The administration argued that the benefits of 529 plans primarily flow to wealthier families, and the president proposed redirecting some of the tax savings from his proposal into tuition tax credits to make college more affordable for the middle class.

On Tuesday, though, after top congressional leaders in his own party registered their opposition with the president, the proposal was shelved. White House spokesman Eric Schultz said it was becoming a "distraction" from the budget's broader priorities.

On Saturday, Jenkins also touted her own bill to "expand and strengthen" 529 plans.

"We can remove common paperwork problems, empower students to use the money to pay for computers and make it easier for families to send their kids to the college of their choice," she said.

The president first unveiled his proposal in his State of the Union address last week.
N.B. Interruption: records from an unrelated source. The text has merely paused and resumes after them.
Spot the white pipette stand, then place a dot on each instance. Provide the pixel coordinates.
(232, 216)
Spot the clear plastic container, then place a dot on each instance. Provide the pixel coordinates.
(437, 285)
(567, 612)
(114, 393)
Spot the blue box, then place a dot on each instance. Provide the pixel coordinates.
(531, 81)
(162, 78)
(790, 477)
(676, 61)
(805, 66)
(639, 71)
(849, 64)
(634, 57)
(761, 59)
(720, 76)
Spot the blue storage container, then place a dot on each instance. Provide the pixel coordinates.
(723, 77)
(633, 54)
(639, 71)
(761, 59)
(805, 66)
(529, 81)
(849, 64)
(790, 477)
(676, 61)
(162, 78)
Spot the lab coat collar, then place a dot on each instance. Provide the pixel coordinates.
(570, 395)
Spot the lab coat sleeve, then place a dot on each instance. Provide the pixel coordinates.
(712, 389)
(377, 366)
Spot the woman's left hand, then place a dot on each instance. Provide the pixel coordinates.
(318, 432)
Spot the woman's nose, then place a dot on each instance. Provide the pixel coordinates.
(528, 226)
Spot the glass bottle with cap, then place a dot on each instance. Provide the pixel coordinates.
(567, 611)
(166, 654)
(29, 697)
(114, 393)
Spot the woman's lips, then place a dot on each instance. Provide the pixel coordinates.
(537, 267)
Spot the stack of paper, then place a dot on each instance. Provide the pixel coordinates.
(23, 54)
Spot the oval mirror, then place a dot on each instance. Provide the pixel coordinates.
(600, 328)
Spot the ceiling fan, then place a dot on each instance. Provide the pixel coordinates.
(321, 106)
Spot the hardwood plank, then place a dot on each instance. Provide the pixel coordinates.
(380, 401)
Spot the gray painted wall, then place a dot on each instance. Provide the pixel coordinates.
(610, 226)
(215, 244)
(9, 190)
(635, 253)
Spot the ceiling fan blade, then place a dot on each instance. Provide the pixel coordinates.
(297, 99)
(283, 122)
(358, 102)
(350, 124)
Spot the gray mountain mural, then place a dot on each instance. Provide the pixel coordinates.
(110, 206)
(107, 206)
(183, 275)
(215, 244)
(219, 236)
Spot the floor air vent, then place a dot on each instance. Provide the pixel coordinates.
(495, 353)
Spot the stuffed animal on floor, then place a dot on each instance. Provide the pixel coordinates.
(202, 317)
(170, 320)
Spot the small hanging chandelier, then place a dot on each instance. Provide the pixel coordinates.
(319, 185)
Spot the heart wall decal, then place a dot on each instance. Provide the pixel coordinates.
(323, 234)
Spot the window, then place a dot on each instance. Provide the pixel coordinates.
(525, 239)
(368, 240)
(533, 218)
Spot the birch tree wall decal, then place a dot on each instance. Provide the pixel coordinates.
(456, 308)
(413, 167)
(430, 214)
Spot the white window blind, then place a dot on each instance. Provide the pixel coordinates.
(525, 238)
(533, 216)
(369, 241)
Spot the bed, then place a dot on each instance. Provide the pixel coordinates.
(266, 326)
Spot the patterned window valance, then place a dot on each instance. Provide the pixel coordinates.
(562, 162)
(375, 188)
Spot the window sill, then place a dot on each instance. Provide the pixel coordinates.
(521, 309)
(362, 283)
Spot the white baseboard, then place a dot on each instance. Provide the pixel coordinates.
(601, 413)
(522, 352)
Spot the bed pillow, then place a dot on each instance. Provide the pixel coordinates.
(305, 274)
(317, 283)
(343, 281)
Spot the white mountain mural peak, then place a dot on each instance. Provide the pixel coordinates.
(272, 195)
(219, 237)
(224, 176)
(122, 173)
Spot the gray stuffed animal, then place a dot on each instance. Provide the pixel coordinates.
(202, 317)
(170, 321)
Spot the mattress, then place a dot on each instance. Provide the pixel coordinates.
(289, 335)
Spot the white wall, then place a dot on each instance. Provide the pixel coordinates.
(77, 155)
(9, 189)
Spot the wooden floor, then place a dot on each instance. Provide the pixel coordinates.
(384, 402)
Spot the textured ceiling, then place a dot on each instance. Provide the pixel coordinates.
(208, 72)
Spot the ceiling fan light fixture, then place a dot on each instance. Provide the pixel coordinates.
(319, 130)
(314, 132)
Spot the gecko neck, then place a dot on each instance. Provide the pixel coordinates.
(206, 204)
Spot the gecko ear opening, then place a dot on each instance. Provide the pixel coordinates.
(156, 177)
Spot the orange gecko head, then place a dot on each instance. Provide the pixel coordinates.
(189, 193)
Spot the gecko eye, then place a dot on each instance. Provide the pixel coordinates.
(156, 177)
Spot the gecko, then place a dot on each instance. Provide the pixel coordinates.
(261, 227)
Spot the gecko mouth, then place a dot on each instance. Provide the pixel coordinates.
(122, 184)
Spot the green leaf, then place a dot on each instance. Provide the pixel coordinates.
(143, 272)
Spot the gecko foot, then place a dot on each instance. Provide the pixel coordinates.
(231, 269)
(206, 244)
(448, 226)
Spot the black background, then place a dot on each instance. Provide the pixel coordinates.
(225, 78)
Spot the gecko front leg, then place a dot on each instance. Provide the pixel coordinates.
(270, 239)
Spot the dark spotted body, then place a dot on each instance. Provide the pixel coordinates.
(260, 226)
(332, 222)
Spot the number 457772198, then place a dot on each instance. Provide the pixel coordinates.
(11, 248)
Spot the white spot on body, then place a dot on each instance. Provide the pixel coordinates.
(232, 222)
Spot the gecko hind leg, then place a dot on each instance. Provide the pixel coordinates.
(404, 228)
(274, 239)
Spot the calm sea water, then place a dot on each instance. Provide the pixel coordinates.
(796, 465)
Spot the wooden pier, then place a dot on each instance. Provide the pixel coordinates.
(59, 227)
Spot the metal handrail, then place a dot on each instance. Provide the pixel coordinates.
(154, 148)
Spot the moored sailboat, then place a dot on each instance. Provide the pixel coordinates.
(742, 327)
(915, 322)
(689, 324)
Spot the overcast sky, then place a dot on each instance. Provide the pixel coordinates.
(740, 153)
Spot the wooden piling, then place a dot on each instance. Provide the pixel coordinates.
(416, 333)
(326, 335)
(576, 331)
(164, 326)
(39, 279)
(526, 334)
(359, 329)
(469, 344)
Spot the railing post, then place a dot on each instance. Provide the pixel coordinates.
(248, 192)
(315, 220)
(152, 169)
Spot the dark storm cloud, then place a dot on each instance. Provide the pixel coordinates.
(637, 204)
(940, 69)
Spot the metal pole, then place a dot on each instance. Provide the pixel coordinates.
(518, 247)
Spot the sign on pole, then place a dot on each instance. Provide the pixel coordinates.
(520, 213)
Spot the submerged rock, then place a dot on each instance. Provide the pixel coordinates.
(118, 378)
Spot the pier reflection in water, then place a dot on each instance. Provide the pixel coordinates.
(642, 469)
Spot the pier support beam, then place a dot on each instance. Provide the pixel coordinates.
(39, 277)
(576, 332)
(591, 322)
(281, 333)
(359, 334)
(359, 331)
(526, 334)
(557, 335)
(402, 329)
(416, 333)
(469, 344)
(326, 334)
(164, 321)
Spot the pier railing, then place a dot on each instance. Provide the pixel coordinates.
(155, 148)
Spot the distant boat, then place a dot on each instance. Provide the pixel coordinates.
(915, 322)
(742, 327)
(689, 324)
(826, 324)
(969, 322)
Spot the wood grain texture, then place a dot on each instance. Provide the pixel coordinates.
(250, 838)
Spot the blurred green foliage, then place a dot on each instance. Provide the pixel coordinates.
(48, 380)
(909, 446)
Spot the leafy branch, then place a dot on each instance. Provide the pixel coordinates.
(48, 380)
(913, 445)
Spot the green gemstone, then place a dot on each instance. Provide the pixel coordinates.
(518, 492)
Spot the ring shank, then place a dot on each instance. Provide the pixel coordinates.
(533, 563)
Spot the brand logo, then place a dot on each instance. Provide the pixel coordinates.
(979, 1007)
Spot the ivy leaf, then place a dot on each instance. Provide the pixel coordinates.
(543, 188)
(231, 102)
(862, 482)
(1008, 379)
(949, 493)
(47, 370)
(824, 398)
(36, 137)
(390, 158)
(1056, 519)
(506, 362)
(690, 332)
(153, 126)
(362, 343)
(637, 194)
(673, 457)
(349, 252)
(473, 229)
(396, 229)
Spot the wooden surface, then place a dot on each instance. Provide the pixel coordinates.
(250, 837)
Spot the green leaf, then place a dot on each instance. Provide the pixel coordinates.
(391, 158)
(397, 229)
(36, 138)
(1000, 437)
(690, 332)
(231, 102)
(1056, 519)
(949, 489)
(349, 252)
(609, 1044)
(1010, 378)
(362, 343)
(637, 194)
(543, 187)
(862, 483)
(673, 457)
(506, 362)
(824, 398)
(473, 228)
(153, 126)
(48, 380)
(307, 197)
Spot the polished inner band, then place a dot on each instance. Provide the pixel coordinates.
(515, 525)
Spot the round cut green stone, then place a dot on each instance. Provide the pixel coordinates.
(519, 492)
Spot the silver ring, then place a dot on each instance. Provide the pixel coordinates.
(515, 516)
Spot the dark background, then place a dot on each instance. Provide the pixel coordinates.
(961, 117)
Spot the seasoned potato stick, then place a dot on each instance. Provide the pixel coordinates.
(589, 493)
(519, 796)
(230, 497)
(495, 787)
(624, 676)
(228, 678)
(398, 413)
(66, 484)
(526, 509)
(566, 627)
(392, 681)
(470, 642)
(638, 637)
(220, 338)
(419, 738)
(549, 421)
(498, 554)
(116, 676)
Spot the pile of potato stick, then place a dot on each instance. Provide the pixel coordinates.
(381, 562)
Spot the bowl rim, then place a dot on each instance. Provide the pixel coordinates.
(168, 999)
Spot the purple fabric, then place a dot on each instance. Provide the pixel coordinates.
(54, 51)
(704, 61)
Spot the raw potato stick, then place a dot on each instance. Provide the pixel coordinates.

Though it was abandoned this week, it was not dropped early enough to remove it from the text of the president's new budget proposal, which arrives Monday.

Obama previews his fiscal year 2016 budget

In his own address Saturday, the president previewed his spending blueprint.

"We'll help working families' paychecks go farther by treating things like paid leave and child care like the economic priorities that they are," he said. "We'll offer Americans of every age the chance to upgrade their skills so they can earn higher wages, with plans like making two years of community college free for every responsible student. And we'll keep building the world's most attractive economy for high-wage jobs, with new investments in research, infrastructure, manufacturing and expanded access to faster Internet and new markets."

Noting the falling deficit and signs of accelerating economic growth, the president argued America "can afford to make these investments."

"We just have to be smarter about how we pay for our priorities, and that's what my budget does," he said. "It proposes getting rid of special interest loopholes in our tax code and using those savings to cut taxes for middle-class families and reward businesses that invest in America."